For the state, it signals a governance crisis. A pattern of such consistent underperformance suggests that either budgets are inflated as governments engage in politics of populism, or that they are too optimistic because macroeconomic projections are unreliable, or both, as is the case when it comes to Nepal. In our case, we’ve also missed any chance whatsoever to test a stable government for a decent term which is the idea behind having regular elections, periodic development plans, mid-term expenditure frameworks and eventually annual budget. Constant political instability has meant that our fiscal policies are not coherent with election manifestos or development plans—long-term or medium-term. Regardless of the primary causal factor though, “incredible” budgets weaken accountability in part of the government, and citizens begin to lose trust in government institutions.
Need for a systemic fix
Now, some are suggesting that the way forward at this point is to go back to monarchy. Many others consider leaders from some new and alternative forces to be more competent, and thus favour them. However, having one or the other person at the helm does not in itself guarantee that everyday concerns are delivered on, or that they continue to be delivered on. For that, we need to fix the budget. We need to improve our public financial management system, i.e., the way in which the government goes about implementing its fiscal policy. A well-functioning public financial management, which is the sum of laws, institutions, systems, and procedures that guide the ways in which governments implement the fiscal policy, acts as an impartial and self-correcting mechanism, ensuring that resources are allocated efficiently and that budgets are implemented effectively.
Opportunity to rebuild trust
As the government prepares the next fiscal year’s budget, this is a pivotal moment to engage the public. At the moment, we’re already at a point where the Ministry of Finance has already requested budget proposals from ministries and central agencies. Now in April and May, there will be rounds of consultations. This presents a crucial opportunity to demonstrate that the government is willing to listen; that citizens have a stake in the process, and that their voices matter.
Afterall, a budget is not just a government document; it is a national contract that affects every citizen.
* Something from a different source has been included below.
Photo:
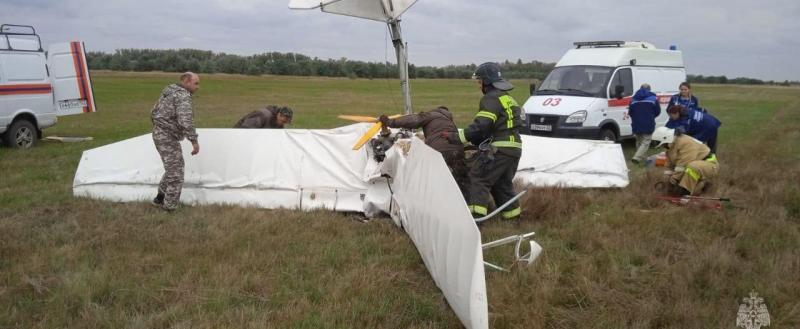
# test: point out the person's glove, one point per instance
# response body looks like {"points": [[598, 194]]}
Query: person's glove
{"points": [[384, 120], [452, 137]]}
Ensuring budget credibility therefore requires a truly collective effort from the political leaders, government agencies, civil society, the private sector, and most importantly, the public. Strengthening public participation in budget-making, and in oversight, will help ensure that allocations reflect real priorities and address pressing needs. At the same time, citizens must have clearer channels to track where their tax money is going, demand transparency, and hold the government accountable. The goal is not only to have a more credible budget but to ensure that every rupee spent translates into tangible improvements in people’s daily lives.
At this juncture where Nepal currently stands, there is a need to restore trust in government institutions, and for that, moving toward a budget system that delivers is one of the pre-requisites.
Akash Shrestha is a policy researcher. Views are personal.